Makineyi tamamen doldurunca veya tek parça kıyafeti makineye attığınızda ne kadar deterjan koyacağınızı bilemiyor olabilirsiniz. İşte tam bu noktada i-Dos Deterjan Tarama teknolojisi devreye giriyor. Siemens Home Connect üzerinden şişelerin barkodunu okutup su sertliği ve deterjan yoğunluğunu makineye iletiyor, i-Dos ise her yıkamada doğru miktarı otomatik olarak ayarlıyor. Üstelik Siemens Home Connect uygulaması, deterjan seviyesini takip ederek deterjanınız tükenmeden önce size haber veriyor. Tek yapmanız gereken uygulamayı telefonunuza yüklemek ve çamaşır makinenizi uygulamaya bağlamak. 

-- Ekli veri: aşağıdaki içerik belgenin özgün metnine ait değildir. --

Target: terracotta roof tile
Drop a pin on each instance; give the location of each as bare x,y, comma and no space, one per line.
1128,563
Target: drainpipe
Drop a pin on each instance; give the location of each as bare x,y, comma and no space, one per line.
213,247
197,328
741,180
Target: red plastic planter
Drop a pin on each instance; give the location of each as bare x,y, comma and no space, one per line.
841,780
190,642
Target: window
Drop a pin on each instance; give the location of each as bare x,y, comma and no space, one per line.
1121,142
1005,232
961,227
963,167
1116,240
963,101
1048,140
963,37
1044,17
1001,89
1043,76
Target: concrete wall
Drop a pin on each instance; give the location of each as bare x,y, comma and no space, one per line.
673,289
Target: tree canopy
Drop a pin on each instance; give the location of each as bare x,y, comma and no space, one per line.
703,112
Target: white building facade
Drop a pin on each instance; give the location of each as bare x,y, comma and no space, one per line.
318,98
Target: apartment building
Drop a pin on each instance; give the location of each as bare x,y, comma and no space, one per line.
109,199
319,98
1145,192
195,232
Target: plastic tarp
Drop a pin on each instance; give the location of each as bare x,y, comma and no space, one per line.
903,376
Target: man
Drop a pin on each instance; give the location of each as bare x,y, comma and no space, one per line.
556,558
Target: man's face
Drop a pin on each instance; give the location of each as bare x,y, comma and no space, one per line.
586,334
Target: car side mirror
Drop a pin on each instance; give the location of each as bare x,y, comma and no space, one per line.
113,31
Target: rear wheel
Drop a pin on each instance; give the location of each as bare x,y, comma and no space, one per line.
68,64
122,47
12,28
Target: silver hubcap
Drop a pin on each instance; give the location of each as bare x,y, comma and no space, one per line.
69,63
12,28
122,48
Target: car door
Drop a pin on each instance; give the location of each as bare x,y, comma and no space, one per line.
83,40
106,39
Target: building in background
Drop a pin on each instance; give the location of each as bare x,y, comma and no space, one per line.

stainRemoval teknolojisi: Zorlu lekelerle inatlaşmayı unutun 

Çay, yağ, makyaj, çikolata lekeleri… Gün içinde fark etmeden üzerinize bulaşan lekeler artık kâbus olmaktan çıkıyor. Siemens iQ500 çamaşır makinesi ile stainRemoval teknolojisi devreye giriyor. Tek bir dokunuşla çay, yağ, kozmetik veya günlük hayatta karşılaştığınız diğer zor lekeler için özel programları aktif edebilirsiniz. 

Siemens Home Connect uygulaması sayesinde daha fazla leke türünü ve bunlar için geliştirilmiş özel programları keşfetmek de mümkün. Yani sadece “lekeyi çıkar” demekle kalmıyor, sizin için en doğru yıkama programını da otomatik olarak öneriyor. Böylece hem lekelerle uğraşmak zorunda kalmıyor hem de giysilerinizin ömrünü koruyorsunuz. 

Artık çocuğunuza yemek yedirirken dökülen yemek lekeleri, kahve kazaları ya da mutfakta sıçrayan yağ lekeleri sizi endişelendirmiyor. stainRemoval, günlük hayatın getirdiği küçük sürprizlere karşı en güvenilir yardımcınız oluyor. 

Siemens iQ500 çamaşır ve kurutma makineleri, artık sadece kıyafetlerinizi temizleyen makineler değil; size zaman, konfor ve güven veren akıllı iş ortaklarınızdır. Ütüye harcadığınız vakti kendinize ayırın, lekelerle uğraşmayı unutun ve teknolojinin yaşam alanınıza uyumunun keyfini yaşayın.

*Bu yazı Siemens’in katkılarıyla hazırlanmıştır.